As per the PSX, these guidelines are designed to instill a culture of saving, investment, and financial discipline among younger generations by facilitating their early involvement in capital markets through formal investment avenues. This move is poised to play a vital role in shaping a financially literate and responsible generation.
The new framework outlines a structured process, operational terms, and conditions for opening and managing minor trading accounts, which will be operated under the supervision of natural or court-appointed guardians.
To ensure investor protection, the procedure incorporates easy accessibility along with stringent compliance and operational safeguards.

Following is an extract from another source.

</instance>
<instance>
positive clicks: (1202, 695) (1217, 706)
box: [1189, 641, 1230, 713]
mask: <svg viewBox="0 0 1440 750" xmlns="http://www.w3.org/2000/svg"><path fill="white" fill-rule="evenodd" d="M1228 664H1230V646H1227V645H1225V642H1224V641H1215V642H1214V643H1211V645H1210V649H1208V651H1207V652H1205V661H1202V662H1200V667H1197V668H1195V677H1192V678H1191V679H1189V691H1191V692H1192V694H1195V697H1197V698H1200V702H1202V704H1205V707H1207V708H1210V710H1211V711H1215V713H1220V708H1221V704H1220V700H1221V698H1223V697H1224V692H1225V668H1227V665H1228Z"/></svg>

Additionally, the guidelines detail the transition process for converting a minor’s account into a regular trading account once they turn 18, including considerations for tax implications and security transfers.
Market experts consider this initiative as a forward-thinking development aimed at increasing participation within Pakistan’s capital markets.
By enabling young individuals to engage with financial instruments at an early stage, PSX and its collaborating entities are fostering a more inclusive and investment-driven economy aligned with SECP’s broader reform vision.